Você morou em vários países da Europa e da Ásia, por que sempre retorna à Hungria? Não faço isso por prazer, não porque seja um país maravilhoso ou porque eu o ame muito. É difícil falar mal do meu país, mas digamos que a Hungria não é um país, é uma clínica psiquiátrica. Os médicos abandonaram a clínica, e os doentes mentais encenaram uma peça: "Às segundas, quartas e sextas, eu serei o médico e você será o paciente". A Hungria não é um país, é uma clínica psiquiátrica, e, claro, quem é louco o suficiente para querer voltar à clínica? Voltei porque esta é a minha terra natal, e a língua húngara é a minha terra natal; sem o húngaro, eu não voltaria. A língua materna não é apenas uma língua; é um complexo muito estranho. Se eu uso outra língua, é apenas outra língua; mas se eu uso a minha língua materna, também estou usando as minhas memórias, a minha educação, o meu passado, os meus antepassados, a minha história. A língua materna é mais importante do que um país em si.

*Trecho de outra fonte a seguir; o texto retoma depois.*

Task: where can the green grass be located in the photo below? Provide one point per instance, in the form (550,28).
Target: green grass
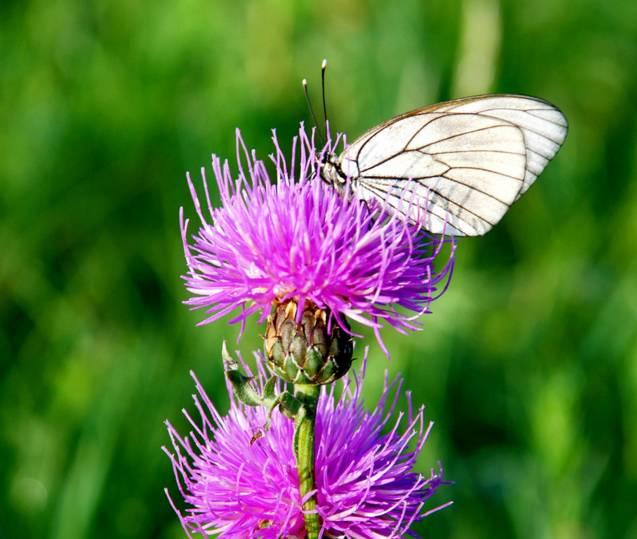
(528,364)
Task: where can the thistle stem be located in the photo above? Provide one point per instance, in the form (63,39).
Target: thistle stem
(304,426)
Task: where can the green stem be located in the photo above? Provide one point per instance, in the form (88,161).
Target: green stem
(304,451)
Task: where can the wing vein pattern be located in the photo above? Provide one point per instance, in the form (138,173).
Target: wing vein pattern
(462,163)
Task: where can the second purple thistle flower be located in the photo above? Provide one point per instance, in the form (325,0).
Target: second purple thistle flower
(296,240)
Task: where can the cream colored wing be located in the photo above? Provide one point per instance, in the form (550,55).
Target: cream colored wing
(458,166)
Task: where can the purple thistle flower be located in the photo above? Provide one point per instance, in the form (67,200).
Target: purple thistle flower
(237,487)
(299,239)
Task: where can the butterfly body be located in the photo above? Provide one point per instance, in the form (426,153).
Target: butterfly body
(455,167)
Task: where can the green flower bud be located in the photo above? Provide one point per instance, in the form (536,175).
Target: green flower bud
(305,353)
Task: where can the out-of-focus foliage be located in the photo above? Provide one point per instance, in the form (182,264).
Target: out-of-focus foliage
(528,364)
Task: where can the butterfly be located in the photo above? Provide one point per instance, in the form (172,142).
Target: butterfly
(455,167)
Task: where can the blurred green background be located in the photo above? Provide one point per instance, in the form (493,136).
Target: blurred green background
(528,364)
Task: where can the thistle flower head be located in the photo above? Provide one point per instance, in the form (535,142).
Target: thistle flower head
(298,239)
(237,485)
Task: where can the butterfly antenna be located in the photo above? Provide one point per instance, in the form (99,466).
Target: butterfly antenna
(309,106)
(323,70)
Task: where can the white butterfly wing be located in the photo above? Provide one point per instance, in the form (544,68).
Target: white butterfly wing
(459,165)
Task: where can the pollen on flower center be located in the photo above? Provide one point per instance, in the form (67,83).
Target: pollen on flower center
(298,238)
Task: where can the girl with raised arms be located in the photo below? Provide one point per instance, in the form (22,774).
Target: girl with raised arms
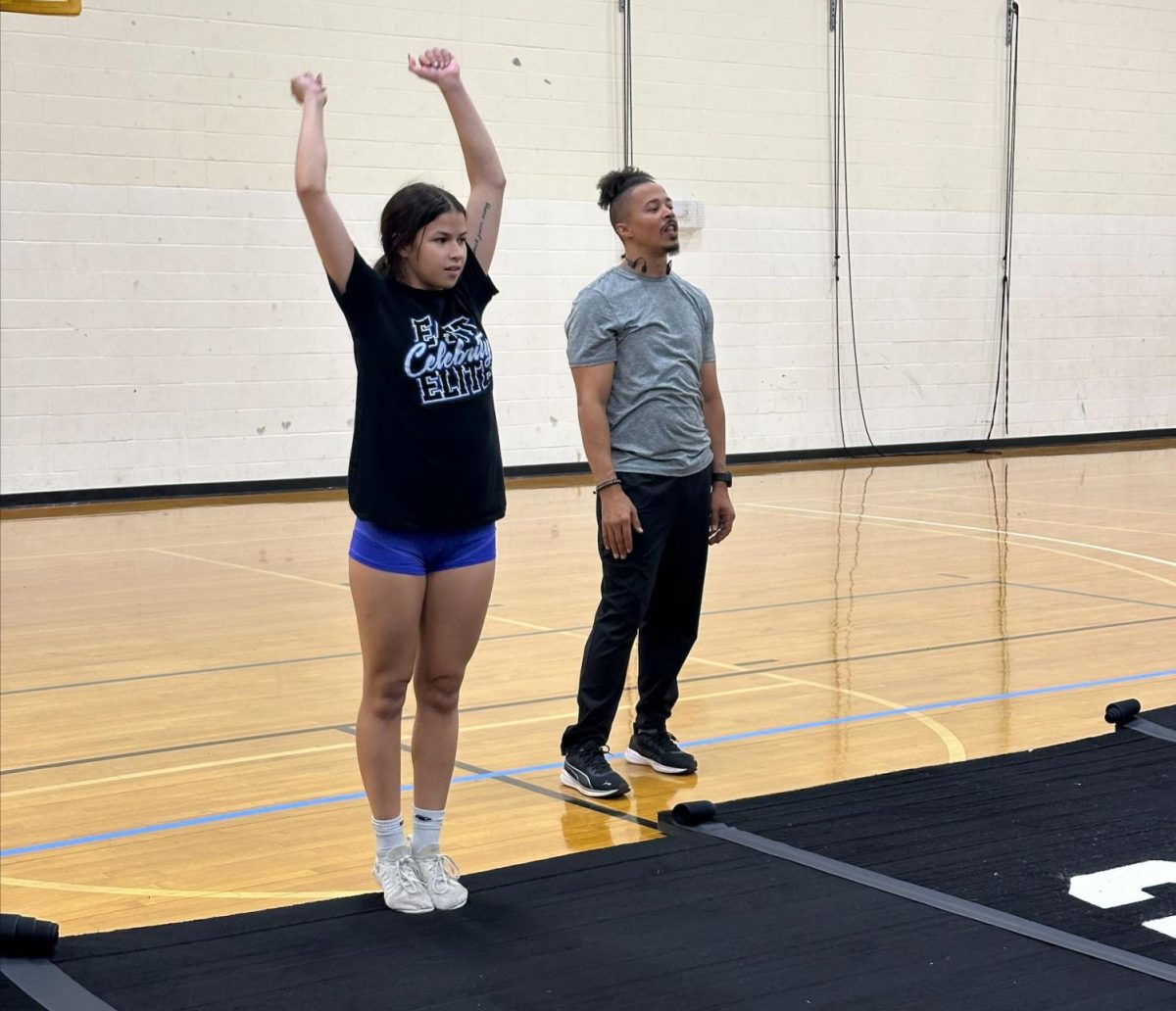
(424,477)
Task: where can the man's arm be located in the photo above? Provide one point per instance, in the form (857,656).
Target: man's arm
(722,512)
(618,516)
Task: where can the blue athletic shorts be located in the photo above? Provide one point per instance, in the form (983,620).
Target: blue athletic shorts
(416,553)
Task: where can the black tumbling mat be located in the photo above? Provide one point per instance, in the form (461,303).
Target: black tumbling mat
(1006,833)
(676,923)
(694,923)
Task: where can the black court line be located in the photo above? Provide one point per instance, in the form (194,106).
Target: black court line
(926,896)
(353,653)
(542,699)
(99,682)
(50,987)
(1095,597)
(922,650)
(545,792)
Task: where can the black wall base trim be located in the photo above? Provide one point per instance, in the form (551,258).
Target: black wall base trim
(219,489)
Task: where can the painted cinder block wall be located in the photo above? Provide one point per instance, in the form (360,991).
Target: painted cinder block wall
(165,320)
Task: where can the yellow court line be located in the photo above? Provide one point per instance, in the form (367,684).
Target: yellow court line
(247,568)
(829,516)
(956,747)
(956,751)
(988,515)
(1020,501)
(160,892)
(963,527)
(339,535)
(145,774)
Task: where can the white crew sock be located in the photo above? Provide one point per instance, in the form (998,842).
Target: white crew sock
(426,828)
(389,834)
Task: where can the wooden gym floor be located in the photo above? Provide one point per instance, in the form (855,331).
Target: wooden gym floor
(179,683)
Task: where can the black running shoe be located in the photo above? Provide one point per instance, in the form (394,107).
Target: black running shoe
(587,770)
(660,751)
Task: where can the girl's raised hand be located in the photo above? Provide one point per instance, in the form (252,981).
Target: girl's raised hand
(307,85)
(435,65)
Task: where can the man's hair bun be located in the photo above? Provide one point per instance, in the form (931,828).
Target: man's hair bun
(612,183)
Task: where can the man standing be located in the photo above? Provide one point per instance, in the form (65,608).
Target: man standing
(642,356)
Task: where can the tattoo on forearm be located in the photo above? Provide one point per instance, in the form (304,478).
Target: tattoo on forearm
(481,221)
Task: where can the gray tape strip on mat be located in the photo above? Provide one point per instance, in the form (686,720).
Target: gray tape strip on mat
(938,899)
(50,987)
(1152,729)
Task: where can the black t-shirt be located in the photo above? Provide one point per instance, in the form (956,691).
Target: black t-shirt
(424,451)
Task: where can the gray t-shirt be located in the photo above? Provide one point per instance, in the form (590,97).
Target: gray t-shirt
(658,332)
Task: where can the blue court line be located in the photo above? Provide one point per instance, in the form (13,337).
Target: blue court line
(475,777)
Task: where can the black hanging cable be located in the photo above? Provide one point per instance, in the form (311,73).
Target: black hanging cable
(1012,40)
(627,80)
(841,179)
(836,217)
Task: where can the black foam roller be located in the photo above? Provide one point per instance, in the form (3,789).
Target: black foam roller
(24,938)
(694,812)
(1122,711)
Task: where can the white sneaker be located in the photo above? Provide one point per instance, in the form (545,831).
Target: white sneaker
(404,891)
(440,875)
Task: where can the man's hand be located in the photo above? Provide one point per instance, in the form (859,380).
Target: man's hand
(722,514)
(309,87)
(617,521)
(438,66)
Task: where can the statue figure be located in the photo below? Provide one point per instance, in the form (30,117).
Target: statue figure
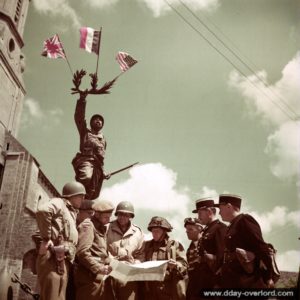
(88,163)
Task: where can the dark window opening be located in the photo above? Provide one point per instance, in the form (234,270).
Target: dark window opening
(18,10)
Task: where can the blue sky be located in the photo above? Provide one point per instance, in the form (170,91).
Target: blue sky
(203,111)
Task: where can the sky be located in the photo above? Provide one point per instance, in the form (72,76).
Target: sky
(211,107)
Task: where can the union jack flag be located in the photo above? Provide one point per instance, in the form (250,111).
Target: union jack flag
(53,48)
(125,61)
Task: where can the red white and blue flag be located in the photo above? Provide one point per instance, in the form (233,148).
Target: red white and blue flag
(53,48)
(125,61)
(90,39)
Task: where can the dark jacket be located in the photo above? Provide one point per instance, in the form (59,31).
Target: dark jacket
(245,233)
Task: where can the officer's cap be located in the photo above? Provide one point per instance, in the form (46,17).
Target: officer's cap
(235,200)
(204,203)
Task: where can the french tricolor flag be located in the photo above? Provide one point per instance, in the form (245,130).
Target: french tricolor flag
(90,39)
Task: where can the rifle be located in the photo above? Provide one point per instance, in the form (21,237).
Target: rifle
(25,287)
(121,170)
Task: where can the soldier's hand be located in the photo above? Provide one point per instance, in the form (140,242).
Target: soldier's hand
(105,270)
(106,176)
(172,264)
(45,245)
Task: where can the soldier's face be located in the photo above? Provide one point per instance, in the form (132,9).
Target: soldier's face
(204,216)
(225,212)
(158,233)
(103,218)
(76,200)
(97,124)
(192,232)
(123,218)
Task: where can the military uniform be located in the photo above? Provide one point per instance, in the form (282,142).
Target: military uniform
(91,255)
(173,287)
(56,219)
(120,245)
(244,233)
(88,163)
(193,260)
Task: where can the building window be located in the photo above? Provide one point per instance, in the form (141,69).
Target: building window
(18,10)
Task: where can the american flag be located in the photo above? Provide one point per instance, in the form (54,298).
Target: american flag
(53,48)
(125,61)
(90,39)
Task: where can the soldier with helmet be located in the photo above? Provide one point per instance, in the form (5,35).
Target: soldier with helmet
(92,261)
(162,247)
(211,245)
(88,163)
(56,220)
(194,231)
(125,242)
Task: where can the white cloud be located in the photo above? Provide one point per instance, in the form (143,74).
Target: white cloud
(160,7)
(33,115)
(264,101)
(288,261)
(151,188)
(276,220)
(60,8)
(284,146)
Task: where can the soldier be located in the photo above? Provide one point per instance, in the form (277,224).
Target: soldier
(194,232)
(161,247)
(125,242)
(92,261)
(244,248)
(57,224)
(211,246)
(88,163)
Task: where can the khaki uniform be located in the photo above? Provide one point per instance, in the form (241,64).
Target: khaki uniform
(57,217)
(91,255)
(174,285)
(88,163)
(121,244)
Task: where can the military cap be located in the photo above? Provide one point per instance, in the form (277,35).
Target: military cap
(159,222)
(204,203)
(192,221)
(97,116)
(102,205)
(86,205)
(235,200)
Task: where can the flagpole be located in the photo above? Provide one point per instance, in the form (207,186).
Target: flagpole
(69,65)
(98,51)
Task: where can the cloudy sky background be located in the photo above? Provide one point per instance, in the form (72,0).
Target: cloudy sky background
(211,107)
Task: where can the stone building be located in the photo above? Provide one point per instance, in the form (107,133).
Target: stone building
(22,183)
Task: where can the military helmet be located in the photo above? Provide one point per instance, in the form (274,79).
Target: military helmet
(72,189)
(125,207)
(160,222)
(96,116)
(102,205)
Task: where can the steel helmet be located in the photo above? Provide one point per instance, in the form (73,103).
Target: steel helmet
(102,205)
(160,222)
(125,207)
(72,189)
(96,116)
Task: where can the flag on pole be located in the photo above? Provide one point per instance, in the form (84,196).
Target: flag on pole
(125,61)
(53,48)
(90,39)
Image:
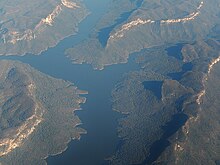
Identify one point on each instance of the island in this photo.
(140, 24)
(37, 114)
(34, 26)
(170, 107)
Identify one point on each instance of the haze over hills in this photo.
(36, 116)
(164, 110)
(168, 109)
(144, 24)
(33, 26)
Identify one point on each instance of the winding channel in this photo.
(97, 116)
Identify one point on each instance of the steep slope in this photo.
(33, 26)
(167, 114)
(151, 24)
(36, 114)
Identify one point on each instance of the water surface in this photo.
(97, 116)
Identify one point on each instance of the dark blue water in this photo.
(104, 34)
(97, 116)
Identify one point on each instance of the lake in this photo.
(97, 116)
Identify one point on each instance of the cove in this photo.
(97, 116)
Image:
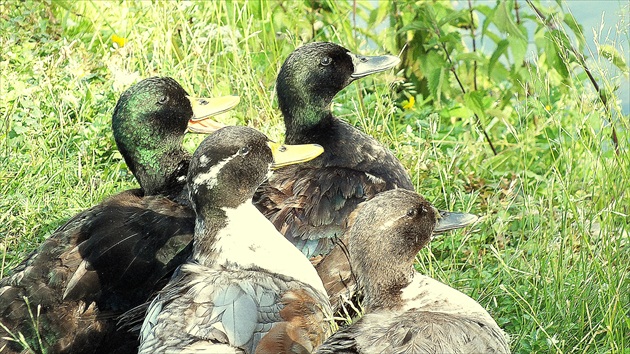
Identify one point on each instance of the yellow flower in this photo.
(121, 41)
(410, 103)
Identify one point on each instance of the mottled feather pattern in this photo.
(307, 204)
(417, 331)
(235, 307)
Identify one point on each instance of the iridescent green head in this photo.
(311, 77)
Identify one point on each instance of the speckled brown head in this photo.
(311, 77)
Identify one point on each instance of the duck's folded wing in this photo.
(309, 206)
(241, 310)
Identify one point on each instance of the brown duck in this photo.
(407, 312)
(245, 289)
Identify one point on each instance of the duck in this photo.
(405, 311)
(246, 288)
(66, 295)
(308, 203)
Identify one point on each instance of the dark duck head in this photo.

Alguns anos atrás você disse que poderia parar de publicar romances. O que fez você voltar? Todos os meus livros são um fracasso, porque não estou nada satisfeito com eles. Nos meus melhores dias, quando encontrava leitores que queriam ser leitores, eu sempre dizia: "Por favor, não leiam meus livros". E não era só uma brincadeira; eu realmente não estou satisfeito com meus livros. Eu queria que eles lessem apenas Tango Satânico; esse deveria ser o único. Não sou escritor, sou artista, um espírito livre. Eu queria escrever apenas um livro e, infelizmente, um amigo (o diretor de cinema Béla Tarr) veio até mim e disse: "Quero fazer um livro com este filme". Eu imediatamente disse não porque não sou fã de cineastas; eles só ouvem David Bowie; eles são muito elegantes, e eu não sou elegante, e não gosto muito da música de Bowie; as músicas mais recentes, sim, porque são mais complexas. Concordei se ele me deixasse participar, mas pedi que não fizesse uma adaptação.
Então o que falta para garantir que seus livros não sejam um fracasso? Uma palavra: perfeição.
E o que é um livro perfeito? Se eu soubesse, já teria escrito.
Mas você tem alguma referência? A Divina Comédia de Dante; A Odisseia de Homero; e de Shakespeare.